The Sonar Moment: Benchmarking Audio-Language Models in Audio Geo-Localization
Ruixing Zhang, Zihan Liu, Leilei Sun, Tongyu Zhu, Weifeng Lv
2026-01-07
Summary
This research introduces a new way to test how well computer programs can figure out *where* a sound was recorded, using audio and language models.
What's the problem?
Determining the location of a sound recording is much harder than figuring out the location from a picture. This is because there aren't many good datasets that pair sounds with their exact locations, making it difficult to train and test these kinds of programs. Existing methods struggled because they lacked enough reliable audio samples linked to specific places.
What's the solution?
The researchers created a new dataset called AGL1K, which contains over 1,400 sound clips from 72 different countries. They developed a method to identify sounds that are actually useful for determining location – sounds that have clues about where they were recorded. They then tested 16 different audio and language models on this dataset to see how well they could pinpoint the origin of the sounds.
Why it matters?
This work provides a standard test for audio geo-localization, meaning researchers can now compare different models more fairly.
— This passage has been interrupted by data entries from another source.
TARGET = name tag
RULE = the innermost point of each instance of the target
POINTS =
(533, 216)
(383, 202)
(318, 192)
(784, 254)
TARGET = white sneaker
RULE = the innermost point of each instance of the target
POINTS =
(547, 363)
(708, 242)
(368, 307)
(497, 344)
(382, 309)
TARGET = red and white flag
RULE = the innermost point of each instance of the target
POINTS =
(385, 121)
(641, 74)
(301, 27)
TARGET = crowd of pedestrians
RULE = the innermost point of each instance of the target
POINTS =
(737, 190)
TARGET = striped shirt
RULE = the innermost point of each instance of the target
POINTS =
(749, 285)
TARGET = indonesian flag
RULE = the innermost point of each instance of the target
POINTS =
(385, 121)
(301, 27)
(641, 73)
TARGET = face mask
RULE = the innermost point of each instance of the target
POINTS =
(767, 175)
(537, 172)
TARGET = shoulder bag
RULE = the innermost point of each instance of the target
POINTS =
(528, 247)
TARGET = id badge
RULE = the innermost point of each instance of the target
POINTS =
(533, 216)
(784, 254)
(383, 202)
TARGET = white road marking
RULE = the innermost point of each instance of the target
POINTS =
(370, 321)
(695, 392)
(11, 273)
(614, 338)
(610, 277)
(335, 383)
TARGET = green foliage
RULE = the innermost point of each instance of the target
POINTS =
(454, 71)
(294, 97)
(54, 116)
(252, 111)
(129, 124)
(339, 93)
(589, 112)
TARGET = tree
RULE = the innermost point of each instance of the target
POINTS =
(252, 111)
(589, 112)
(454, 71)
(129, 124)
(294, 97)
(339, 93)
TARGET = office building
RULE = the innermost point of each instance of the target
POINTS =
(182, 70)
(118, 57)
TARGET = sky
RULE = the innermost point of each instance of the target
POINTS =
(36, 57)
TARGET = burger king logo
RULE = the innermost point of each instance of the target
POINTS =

It shows that these models *can* actually figure out location from sound, but that some (especially those not publicly available) are much better than others. Understanding how these models make their decisions, and where they struggle, can help improve their ability to reason about locations and potentially be used for things like public safety applications.
Abstract
Geo-localization aims to infer the geographic origin of a given signal. In computer vision, geo-localization has served as a demanding benchmark for compositional reasoning and is relevant to public safety. In contrast, progress on audio geo-localization has been constrained by the lack of high-quality audio-location pairs. To address this gap, we introduce AGL1K, the first audio geo-localization benchmark for audio language models (ALMs), spanning 72 countries and territories. To extract reliably localizable samples from a crowd-sourced platform, we propose the Audio Localizability metric that quantifies the informativeness of each recording, yielding 1,444 curated audio clips. Evaluations on 16 ALMs show that ALMs have emerged with audio geo-localization capability. We find that closed-source models substantially outperform open-source models, and that linguistic clues often dominate as a scaffold for prediction. We further analyze ALMs' reasoning traces, regional bias, error causes, and the interpretability of the localizability metric. Overall, AGL1K establishes a benchmark for audio geo-localization and may advance ALMs with better geospatial reasoning capability.